Os resultados recentes do desempenho do Brasil no Pisa revelam que o país continua entre as nações com piores índices educacionais do planeta.
A prova é organizada pela Organização para a Cooperação e Desenvolvimento Econômico (OCDE) e avalia estudantes de 15 anos.
Na edição de 2025, o país ficou na 52ª posição em leitura, 57ª em matemática e 67ª em ciências, entre 91 participantes.
Na estreia da avaliação de resolução de problemas computacionais, a educação nacional amargou a 69ª colocação.
Comparativo do rendimento na América Latina
Dentro do continente latino-americano, o rendimento brasileiro também permaneceu abaixo de vizinhos regionais.
Chile, Uruguai e Costa Rica obtiveram pontuações superiores às brasileiras em todas as quatro áreas avaliadas.
O Brasil registrou 409 pontos em ciências, 408 em leitura, 377 em matemática e 406 em problemas computacionais.
Para efeito de comparação, o Chile alcançou 442 em ciências, 436 em leitura, 403 em matemática e 466 na área computacional.
Entre os 13 países da região analisados, o Brasil ficou atrás de até 7 nações a depender do quesito testado.
Histórico de evolução e liderança mundial
A comparação direta com a edição de 2022 mostra oscilações sutis nas notas nacionais.
Em ciências, a média subiu de 403 para 409 pontos. Em contrapartida, houve queda em leitura (de 410 para 408) e em matemática (de 379 para 377).
A área de tecnologia não permite comparações anteriores por ter sido incluída apenas no exame atual.
Os destaques globais da edição
As melhores notas globais continuam concentradas no Leste Asiático.
China e Cingapura lideraram simultaneamente os rankings de ciências, leitura e matemática.
Quando somada a resolução de problemas computacionais, Macau e Japão também integraram o topo da lista.
Como funciona a aplicação do exame
A avaliação do Pisa ocorre a cada três anos por meio de provas padronizadas aplicadas mundialmente.
A edição de 2025 reuniu 760 mil jovens, representando uma amostragem de 33 milhões de estudantes.
O exame mede o nível de proficiência dos alunos e calcula pontuações médias individuais para cada disciplina.
O impacto do uso da inteligência artificial nas escolas
Pela primeira vez, a pesquisa investigou a rotina dos alunos com robôs de inteligência artificial no ambiente escolar.
Cerca de 86% dos jovens declararam já ter utilizado chatbots, como o ChatGPT, para auxiliar nos estudos.
As tarefas mais comuns incluem pedir ajuda para aprender, fazer pesquisas preliminares, redigir rascunhos e resumir leituras.

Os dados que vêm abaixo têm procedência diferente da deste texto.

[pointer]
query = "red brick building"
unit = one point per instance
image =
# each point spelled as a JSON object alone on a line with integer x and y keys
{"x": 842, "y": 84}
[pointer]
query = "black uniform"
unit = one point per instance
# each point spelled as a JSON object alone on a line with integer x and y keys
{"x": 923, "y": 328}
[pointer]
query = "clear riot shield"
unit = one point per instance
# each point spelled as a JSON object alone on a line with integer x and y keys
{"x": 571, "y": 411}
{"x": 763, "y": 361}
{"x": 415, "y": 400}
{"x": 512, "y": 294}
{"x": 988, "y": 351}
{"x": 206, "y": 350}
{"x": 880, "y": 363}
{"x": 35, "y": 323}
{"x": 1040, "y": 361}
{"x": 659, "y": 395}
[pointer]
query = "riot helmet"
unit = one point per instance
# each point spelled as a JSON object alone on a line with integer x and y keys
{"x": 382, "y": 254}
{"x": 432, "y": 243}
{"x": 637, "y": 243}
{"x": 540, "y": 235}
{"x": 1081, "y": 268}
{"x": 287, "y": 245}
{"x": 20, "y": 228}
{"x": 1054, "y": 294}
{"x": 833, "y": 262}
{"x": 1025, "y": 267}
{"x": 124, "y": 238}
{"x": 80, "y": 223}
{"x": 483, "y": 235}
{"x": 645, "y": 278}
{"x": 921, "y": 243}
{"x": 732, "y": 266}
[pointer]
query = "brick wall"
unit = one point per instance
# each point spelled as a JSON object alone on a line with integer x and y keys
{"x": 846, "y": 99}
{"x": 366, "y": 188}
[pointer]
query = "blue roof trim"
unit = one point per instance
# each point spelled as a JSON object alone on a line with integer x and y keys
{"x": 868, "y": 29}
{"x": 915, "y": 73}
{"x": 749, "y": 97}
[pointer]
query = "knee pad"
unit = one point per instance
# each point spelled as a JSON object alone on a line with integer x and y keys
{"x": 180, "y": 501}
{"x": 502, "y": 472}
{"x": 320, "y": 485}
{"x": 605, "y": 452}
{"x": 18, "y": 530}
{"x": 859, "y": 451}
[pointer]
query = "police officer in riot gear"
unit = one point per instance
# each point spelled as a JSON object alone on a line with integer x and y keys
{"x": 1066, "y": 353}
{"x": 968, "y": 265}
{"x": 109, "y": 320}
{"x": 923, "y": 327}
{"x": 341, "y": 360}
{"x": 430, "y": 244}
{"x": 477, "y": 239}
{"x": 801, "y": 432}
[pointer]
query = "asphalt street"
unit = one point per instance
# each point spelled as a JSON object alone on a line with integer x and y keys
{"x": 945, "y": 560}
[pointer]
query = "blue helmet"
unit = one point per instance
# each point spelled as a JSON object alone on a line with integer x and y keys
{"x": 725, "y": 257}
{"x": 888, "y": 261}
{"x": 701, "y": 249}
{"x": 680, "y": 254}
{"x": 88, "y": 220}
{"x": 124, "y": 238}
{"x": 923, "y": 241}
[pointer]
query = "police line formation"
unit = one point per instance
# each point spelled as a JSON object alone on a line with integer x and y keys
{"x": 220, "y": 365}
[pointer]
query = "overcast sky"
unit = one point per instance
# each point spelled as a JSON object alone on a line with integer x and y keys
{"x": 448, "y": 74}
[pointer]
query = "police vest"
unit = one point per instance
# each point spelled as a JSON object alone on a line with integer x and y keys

O comportamento dos estudantes brasileiros com IA
No Brasil, 48% dos alunos usam inteligência artificial semanalmente como apoio aos estudos, superando a média global de 46%.
Outros 40% recorrem à ferramenta para pesquisas prévias sobre novos temas acadêmicos, contra 31% na média da OCDE.
Além disso, 31% dos brasileiros resumem textos com a tecnologia e 27% a utilizam para criar rascunhos.
Relação entre tecnologia e rendimento escolar
O estudo mostrou que estudantes que usam a tecnologia de forma moderada obtêm resultados ligeiramente superiores aos que usam em excesso ou raramente.
Apesar disso, o relatório ressalta que não é possível afirmar que a ferramenta seja a causa direta da melhora no rendimento.
A pesquisa também apontou desigualdade social: alunos de menor renda usam menos a ferramenta por restrições de acesso, enquanto seis em cada dez jovens relataram ter recebido orientação escolar para checar informações geradas por IA.